Over the past two years, much of the AI discourse has focused on generative models and cloud-based applications. Yet for industrial groups, the business opportunity increasingly lies in the application of AI to machines, materials and manufacturing environments. Intelligent robotics, sensor-driven systems and adaptive automation platforms are expected to reshape production lines, supply chains and mobility infrastructure over the next decade.
For companies like DIC, whose historical strength lies in materials science and industrial manufacturing, venture capital investment provides a structured way to access early-stage innovation without relying solely on internal R&D. By partnering with an experienced venture capital firm such as Emerald, DIC benefits from exposure to emerging technologies in Europe and North America while maintaining strategic flexibility. This reduces the risk of being technologically overwhelmed as AI capabilities are integrated into hardware and materials.
The move also represents a broader corporate trend. Large industrial players are increasingly using venture capital platforms to gain early insight into cutting-edge technologies – particularly in the areas of robotics, automation and advanced sensing – where integration with materials and manufacturing processes can create defensible competitive advantages. Rather than waiting for technologies to mature, companies are seeking early access through minority stakes and structured collaboration.
That said, hardware-centric AI investments are inherently complex. Development cycles are longer than those of software startups, capital intensity is higher, and scaling often depends on industry partnerships rather than rapid consumer adoption. Cross-border portfolio management adds another level of execution risk. Returns will depend on the startups’ ability to convert pilot projects into reproducible industrial contracts.
In this context, the DIC-Emerald platform can be seen as an early positioning strategy in a segment that could define the next phase of AI deployment. If generative AI has captured the digital imagination, physical AI represents the operational layer – embedding intelligence into equipment, materials and infrastructure.
Takeaways
- $62 million physical AI platform: DIC Corporation has established a $62 million investment vehicle focused on sensing, wearables, robotics and automation.
- Strategic venture capital partner: Emerald Technology Ventures will lead sourcing, due diligence, investment execution and post-investment support in Europe and North America.
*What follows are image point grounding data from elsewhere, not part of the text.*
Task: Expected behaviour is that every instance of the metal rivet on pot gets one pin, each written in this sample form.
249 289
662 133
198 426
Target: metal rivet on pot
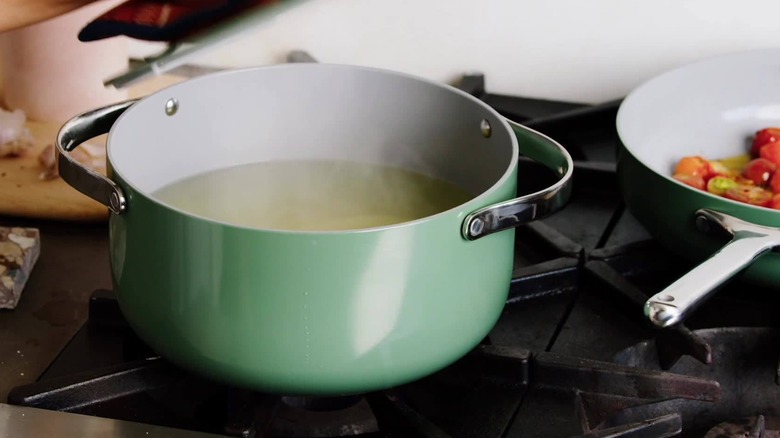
476 227
702 223
171 106
115 202
484 126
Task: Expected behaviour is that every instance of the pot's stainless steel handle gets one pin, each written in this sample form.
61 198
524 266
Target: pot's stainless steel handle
527 208
672 305
75 132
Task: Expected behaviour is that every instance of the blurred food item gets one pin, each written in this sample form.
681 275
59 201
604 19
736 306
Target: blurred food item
19 250
750 178
51 75
15 138
156 20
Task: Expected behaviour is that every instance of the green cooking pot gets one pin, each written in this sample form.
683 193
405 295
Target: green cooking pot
710 108
311 313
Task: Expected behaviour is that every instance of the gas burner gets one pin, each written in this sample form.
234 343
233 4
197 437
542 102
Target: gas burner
744 362
323 417
753 427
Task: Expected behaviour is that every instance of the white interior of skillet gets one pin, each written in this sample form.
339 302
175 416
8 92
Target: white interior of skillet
710 108
313 112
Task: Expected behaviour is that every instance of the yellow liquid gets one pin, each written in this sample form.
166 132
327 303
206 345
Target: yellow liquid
313 195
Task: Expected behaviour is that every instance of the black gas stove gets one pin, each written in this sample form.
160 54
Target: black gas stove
571 356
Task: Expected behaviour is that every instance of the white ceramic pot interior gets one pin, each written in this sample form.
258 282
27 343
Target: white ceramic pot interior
710 108
312 112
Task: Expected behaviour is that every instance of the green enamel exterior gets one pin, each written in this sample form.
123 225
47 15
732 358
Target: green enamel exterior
667 210
309 313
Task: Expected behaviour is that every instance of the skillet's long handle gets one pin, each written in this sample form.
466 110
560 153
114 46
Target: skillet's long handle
75 132
524 209
672 305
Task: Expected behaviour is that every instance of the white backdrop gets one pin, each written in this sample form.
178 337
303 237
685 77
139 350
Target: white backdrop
579 50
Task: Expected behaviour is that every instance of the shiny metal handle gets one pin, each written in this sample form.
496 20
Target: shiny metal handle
527 208
75 132
672 305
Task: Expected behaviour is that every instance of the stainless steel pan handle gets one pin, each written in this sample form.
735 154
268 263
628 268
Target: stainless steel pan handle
75 132
672 305
527 208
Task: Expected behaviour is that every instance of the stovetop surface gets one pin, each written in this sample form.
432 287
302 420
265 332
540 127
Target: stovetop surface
580 279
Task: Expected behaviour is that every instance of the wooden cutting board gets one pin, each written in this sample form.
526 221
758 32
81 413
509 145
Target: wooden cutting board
24 194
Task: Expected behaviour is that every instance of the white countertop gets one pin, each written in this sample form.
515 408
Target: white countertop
577 50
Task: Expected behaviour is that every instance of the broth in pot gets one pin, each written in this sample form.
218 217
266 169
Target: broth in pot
313 195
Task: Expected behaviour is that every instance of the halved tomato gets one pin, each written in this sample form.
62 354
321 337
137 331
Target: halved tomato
694 166
749 195
771 152
764 136
719 184
694 181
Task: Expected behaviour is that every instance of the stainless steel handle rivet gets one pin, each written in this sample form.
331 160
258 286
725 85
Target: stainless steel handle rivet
485 128
75 132
748 242
116 203
532 206
171 106
476 227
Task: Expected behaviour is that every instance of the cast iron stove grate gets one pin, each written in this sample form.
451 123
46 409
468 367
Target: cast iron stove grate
548 369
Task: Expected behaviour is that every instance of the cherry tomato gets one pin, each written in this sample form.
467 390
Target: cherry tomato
719 184
695 166
764 136
774 183
771 152
694 181
760 171
717 168
749 194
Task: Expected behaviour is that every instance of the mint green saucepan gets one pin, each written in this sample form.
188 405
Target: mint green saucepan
311 312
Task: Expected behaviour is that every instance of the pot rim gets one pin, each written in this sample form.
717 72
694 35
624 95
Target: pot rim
474 203
635 97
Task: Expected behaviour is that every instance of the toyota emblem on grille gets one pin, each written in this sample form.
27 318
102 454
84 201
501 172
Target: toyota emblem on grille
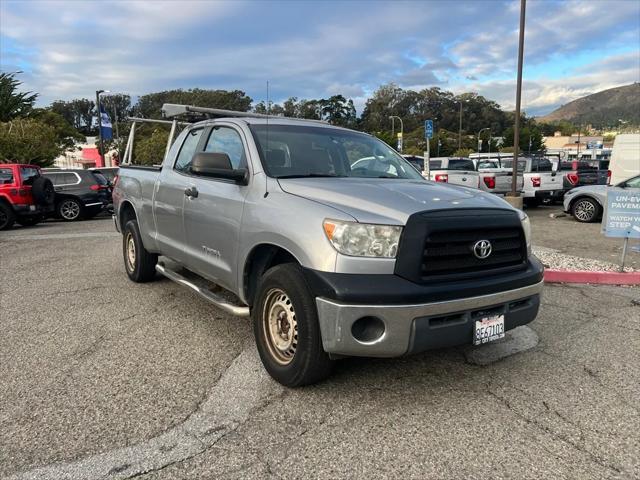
482 249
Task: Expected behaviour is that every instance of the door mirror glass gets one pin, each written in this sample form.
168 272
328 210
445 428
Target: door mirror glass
217 165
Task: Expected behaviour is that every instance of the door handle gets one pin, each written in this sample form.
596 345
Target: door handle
191 192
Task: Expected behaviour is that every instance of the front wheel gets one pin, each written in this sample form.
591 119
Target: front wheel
286 329
70 209
30 221
139 263
585 210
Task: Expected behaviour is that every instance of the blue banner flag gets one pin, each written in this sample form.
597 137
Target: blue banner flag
106 130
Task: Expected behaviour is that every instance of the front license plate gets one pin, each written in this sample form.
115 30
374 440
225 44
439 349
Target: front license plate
488 329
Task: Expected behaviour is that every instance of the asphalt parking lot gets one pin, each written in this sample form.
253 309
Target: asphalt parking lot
103 378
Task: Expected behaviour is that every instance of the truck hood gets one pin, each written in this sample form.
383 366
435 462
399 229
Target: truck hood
385 201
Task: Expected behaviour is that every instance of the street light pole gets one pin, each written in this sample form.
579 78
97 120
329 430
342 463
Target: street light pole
516 129
401 127
98 92
480 133
460 127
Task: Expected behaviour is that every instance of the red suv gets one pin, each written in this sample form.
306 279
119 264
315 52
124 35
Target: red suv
25 195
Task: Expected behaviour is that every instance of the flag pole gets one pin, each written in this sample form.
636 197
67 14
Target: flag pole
98 92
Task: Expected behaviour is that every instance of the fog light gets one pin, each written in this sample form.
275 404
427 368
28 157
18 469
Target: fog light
368 329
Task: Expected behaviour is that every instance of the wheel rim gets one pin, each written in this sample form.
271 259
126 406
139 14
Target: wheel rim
584 210
130 252
69 210
280 326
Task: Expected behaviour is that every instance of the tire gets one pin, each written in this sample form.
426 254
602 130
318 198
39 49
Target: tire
70 209
30 221
293 357
43 192
7 217
585 210
138 262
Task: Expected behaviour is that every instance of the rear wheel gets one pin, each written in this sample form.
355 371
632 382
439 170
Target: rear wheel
286 328
139 263
7 217
69 209
585 210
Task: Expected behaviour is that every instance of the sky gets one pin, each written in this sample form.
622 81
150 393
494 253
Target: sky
314 49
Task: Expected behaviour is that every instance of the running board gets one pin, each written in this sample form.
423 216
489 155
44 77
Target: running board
217 300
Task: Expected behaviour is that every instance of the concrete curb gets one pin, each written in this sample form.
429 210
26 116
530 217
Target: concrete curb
603 278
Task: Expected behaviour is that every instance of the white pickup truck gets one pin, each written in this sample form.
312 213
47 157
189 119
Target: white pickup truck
496 178
453 170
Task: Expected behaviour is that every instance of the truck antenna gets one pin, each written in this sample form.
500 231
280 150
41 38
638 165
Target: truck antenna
266 148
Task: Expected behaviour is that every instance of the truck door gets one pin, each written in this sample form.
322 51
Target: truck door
213 213
169 197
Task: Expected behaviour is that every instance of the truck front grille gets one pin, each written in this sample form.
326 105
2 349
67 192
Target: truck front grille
437 246
451 252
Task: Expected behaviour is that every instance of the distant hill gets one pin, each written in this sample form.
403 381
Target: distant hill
601 109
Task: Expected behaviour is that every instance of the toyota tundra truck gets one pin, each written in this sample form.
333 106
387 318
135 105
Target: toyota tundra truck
277 220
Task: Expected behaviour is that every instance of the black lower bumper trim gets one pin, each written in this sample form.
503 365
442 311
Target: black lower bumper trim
457 329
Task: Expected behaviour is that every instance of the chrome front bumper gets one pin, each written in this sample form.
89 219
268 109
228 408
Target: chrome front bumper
444 323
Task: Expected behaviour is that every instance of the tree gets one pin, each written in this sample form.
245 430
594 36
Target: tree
14 104
149 105
118 106
27 140
78 112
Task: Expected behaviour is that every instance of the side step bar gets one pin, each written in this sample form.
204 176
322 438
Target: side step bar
217 300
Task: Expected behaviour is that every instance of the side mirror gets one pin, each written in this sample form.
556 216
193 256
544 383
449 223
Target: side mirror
217 165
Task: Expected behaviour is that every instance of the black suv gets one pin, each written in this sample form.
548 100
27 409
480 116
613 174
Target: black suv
79 193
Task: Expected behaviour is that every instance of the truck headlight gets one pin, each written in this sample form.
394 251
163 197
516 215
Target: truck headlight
363 239
526 226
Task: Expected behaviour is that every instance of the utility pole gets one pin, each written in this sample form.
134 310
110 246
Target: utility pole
516 129
100 152
479 140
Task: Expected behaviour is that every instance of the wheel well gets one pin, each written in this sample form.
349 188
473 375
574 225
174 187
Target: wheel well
581 197
127 213
262 258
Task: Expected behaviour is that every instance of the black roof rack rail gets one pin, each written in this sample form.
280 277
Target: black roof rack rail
172 110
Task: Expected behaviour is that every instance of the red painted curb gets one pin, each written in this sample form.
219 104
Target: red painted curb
605 278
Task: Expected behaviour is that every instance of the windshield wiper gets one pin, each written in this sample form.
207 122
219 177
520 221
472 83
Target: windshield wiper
312 175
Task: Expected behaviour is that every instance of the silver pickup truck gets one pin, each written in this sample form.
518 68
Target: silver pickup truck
329 255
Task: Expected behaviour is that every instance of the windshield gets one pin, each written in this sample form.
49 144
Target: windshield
290 151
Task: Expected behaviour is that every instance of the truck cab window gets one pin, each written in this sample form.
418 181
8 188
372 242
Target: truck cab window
183 162
227 140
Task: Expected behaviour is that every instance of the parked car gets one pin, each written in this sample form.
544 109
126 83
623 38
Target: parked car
453 170
625 157
79 194
540 179
586 204
327 259
25 195
495 178
110 173
578 173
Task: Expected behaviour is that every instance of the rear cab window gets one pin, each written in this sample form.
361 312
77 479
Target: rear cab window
460 164
6 176
29 174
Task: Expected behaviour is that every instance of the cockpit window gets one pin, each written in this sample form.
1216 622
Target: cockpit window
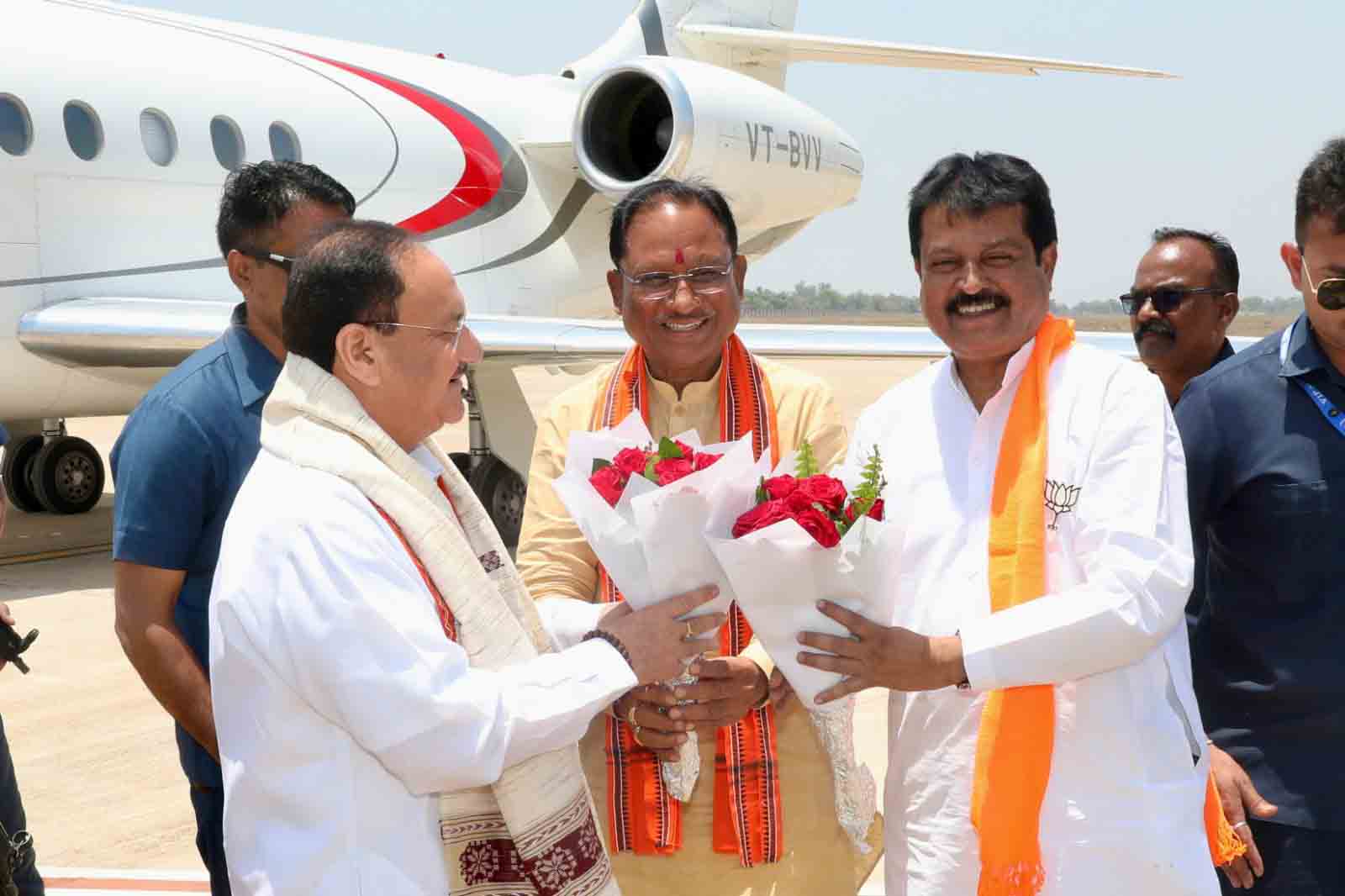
228 141
284 143
15 125
158 136
84 131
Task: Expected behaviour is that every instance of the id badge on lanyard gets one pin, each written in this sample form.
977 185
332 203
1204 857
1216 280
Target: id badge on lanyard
1329 410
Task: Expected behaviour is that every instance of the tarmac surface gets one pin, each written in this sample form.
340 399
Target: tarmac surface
94 752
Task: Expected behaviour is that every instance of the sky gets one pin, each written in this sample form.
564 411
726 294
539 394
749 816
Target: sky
1221 148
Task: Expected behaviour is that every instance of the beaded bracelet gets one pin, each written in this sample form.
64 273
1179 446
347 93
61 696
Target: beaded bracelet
612 640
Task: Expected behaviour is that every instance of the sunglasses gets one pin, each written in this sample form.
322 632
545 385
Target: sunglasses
1331 293
1165 299
284 262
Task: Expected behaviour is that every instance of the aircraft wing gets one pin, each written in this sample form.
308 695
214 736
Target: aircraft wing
161 333
789 46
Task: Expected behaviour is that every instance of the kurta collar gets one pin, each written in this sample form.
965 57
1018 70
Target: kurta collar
1017 363
1306 356
694 392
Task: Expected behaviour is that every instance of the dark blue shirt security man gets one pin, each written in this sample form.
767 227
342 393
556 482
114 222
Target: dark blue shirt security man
185 452
1264 440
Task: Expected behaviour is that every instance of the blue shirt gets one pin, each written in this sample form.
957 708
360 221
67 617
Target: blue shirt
178 465
1268 618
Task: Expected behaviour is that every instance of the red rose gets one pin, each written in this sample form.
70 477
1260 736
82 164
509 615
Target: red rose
764 514
672 470
818 525
825 490
631 461
780 486
609 482
704 461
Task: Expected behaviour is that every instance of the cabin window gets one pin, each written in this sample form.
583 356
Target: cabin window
228 141
15 125
84 131
284 143
158 136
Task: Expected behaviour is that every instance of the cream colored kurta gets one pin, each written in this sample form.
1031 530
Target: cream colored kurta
556 561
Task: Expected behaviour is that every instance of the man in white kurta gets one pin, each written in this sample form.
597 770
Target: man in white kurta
345 703
396 714
1122 811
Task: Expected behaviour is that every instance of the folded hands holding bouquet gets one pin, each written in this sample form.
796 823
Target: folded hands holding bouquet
667 517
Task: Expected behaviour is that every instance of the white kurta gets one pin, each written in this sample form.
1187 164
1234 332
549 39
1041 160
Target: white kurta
342 708
1122 811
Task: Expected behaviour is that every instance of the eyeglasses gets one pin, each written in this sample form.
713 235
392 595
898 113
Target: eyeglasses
284 262
455 335
656 286
1167 299
1331 293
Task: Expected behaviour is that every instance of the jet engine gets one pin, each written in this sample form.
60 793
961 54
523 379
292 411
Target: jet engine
662 118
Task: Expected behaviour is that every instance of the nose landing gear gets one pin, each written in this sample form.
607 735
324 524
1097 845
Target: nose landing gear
57 472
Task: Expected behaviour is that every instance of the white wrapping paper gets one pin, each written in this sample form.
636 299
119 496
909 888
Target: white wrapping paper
651 542
779 573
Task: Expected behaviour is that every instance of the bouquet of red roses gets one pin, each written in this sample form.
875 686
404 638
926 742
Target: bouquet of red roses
672 461
642 508
820 505
787 539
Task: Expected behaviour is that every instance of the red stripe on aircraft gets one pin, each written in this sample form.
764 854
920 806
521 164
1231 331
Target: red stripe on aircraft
482 171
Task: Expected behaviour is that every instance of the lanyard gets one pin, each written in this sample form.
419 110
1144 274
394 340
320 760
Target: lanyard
1329 410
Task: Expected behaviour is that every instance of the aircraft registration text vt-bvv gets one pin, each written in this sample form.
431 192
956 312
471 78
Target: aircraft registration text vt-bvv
119 125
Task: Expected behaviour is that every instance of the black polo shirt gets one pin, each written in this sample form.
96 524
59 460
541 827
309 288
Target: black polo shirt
1268 502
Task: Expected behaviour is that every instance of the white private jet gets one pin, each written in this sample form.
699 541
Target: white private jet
119 125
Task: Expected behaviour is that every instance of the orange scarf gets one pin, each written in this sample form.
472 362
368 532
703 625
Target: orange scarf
1019 724
748 818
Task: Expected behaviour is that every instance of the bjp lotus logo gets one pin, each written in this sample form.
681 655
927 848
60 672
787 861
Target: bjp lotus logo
1060 499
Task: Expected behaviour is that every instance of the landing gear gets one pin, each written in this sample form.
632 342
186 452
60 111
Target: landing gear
53 472
504 493
501 490
15 470
67 475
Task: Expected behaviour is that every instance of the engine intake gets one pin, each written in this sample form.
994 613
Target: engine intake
634 124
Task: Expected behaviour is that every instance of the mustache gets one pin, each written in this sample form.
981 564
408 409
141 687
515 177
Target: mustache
1154 329
966 298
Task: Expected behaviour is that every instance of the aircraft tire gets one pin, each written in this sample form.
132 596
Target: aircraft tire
504 493
17 472
67 475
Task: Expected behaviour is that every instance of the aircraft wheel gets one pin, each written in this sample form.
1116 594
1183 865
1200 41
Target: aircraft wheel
17 474
504 493
67 475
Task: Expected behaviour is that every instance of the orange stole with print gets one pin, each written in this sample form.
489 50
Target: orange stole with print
1019 724
748 815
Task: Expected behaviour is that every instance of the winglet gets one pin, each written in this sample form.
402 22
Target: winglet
789 46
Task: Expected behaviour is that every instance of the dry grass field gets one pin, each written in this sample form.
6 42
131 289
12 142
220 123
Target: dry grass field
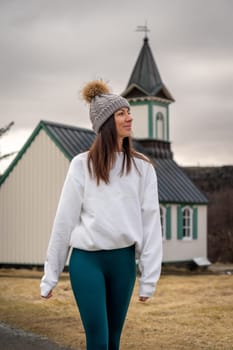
188 312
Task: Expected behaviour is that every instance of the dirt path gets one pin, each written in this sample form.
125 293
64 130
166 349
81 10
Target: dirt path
16 339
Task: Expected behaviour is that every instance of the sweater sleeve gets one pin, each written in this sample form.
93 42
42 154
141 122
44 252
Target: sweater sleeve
66 218
151 253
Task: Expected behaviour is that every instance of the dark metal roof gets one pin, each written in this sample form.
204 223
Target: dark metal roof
145 79
174 185
72 140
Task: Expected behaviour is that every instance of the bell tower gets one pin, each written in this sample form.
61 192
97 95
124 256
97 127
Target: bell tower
149 98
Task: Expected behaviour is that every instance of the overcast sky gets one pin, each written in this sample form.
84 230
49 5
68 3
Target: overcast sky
50 48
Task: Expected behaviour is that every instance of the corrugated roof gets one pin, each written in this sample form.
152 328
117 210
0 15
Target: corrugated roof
174 185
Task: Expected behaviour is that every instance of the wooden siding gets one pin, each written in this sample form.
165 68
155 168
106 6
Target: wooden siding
28 201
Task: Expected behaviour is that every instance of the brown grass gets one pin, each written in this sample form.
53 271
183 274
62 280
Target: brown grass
187 312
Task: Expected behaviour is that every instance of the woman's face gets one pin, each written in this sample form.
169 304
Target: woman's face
123 121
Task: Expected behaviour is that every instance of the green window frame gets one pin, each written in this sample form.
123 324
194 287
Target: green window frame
187 223
165 217
159 126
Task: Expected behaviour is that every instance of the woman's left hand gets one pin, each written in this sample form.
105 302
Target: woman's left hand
143 299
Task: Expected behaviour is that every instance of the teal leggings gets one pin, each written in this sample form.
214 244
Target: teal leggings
102 283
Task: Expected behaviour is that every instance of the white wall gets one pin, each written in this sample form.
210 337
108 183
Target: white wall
28 200
181 250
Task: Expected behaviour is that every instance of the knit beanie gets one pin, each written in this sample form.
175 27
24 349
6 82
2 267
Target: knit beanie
102 103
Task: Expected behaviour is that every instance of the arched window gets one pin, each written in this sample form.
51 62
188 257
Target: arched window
187 223
163 221
159 126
- Focus on industrial AI: The platform targets “physical AI” – technologies that integrate AI into real hardware systems rather than purely software applications.
- Zurich expansion: DIC plans to establish a venture capital subsidiary in Zurich in 2026 to strengthen its presence in the European deep tech ecosystem.
- Materials meets AI: The initiative aligns with DIC’s capabilities in materials science and its “Direct to Society” framework for building long-term businesses.
- Execution is key: Hardware-intensive AI startups require longer cycles and greater capital; portfolio performance over the next five years will determine the impact.